My issue is that these hotels were deliberately designed to dominate the city – the Nile Hilton was Cairo’s tallest building on its completion – yet at the same time they stood in deliberation isolation. Earlier hotels, like the Continental-Savoy, Semiramis and Shepheard’s, may have been ‘grand’ but they were very much a part of the city, and they engaged with it. Their outdoor terraces provided a space from which hotel guests not only observed but interacted with life on the street. By contrast, the new Hilton was intended as a sealed bubble, protecting guests from the volatile and possibly hostile environment outside. Most of the 400 rooms on the 14 or so floors turned their backs on central Cairo and faced toward the distant Pyramids and desert. Visitors were encouraged to literally overlook modern Cairo in favour of its antique past. Helpfully, the Egyptian Museum was right next door.

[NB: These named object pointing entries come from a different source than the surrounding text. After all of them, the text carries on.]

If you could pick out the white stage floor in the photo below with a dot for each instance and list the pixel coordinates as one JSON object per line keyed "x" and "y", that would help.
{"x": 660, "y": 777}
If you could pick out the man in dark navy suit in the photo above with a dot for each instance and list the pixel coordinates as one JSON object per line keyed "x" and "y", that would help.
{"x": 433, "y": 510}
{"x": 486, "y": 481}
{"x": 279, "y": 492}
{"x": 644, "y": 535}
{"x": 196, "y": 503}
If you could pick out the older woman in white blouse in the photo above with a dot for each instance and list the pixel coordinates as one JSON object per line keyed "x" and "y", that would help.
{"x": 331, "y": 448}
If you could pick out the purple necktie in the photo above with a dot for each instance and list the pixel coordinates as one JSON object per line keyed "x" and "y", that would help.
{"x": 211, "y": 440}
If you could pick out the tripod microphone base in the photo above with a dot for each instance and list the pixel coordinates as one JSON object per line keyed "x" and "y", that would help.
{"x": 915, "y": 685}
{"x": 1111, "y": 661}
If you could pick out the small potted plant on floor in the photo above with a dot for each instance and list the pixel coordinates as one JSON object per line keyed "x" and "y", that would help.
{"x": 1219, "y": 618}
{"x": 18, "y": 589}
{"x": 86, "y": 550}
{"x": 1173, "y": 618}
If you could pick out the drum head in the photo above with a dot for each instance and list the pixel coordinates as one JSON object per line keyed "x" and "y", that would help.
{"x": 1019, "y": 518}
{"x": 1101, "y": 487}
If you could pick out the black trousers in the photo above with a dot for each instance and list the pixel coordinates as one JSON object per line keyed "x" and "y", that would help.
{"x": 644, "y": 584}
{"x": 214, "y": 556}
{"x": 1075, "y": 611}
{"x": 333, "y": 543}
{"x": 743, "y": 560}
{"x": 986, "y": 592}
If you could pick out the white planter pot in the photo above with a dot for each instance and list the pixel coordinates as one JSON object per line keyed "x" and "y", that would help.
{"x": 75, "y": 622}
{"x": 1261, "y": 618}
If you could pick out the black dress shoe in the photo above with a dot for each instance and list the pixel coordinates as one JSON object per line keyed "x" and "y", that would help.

This was the start of a shift that now sees many new hotels now being built out near the Pyramids, with the Egyptian government obliging by siting the new Grand Egyptian Museum at the Giza Plateau. In the very near future no tourist will have any reason to visit central Cairo.
The Nile Hilton closed in 2009. Following extensive renovations it reopened in 2015 under new management as the Nile Ritz-Carlton. The rebranded hotel is even more remote from the city than it ever was. The semi-public shopping plaza that used to connect the Nile Hilton to Tahrir Square is gone. Now, once you pass through the security block there is just an empty expanse, devoid of people and life, to cross in order to reach the lobby. Few guests, you imagine, enter or leave this hotel on foot. Inside, the hotel has undergone a massive upgrade – the Ritz-Carlton is a far more upmarket proposition than a Hilton. With its marble and carpets, faux Oriental trimmings, chintzy art and OTT floral displays, it is less ‘little America’ than ‘wannabe Dubai’.
Dubai is, of course, where the real-life case that inspired The Nile Hilton Incident occurred – the 2008 murder of Lebanese diva Suzanne Tamim by former police officer, Mohsen al-Sukkari, who was hired by Egyptian tycoon Hisham Talaat Moustafa for the sum of two million Egyptian pounds. Al-Sukkari was sentenced to 25 years in jail, Talaat Moustafa to 15. After serving just nine years of his sentence, Talaat Moustafa was released this June, pardoned by President Sisi.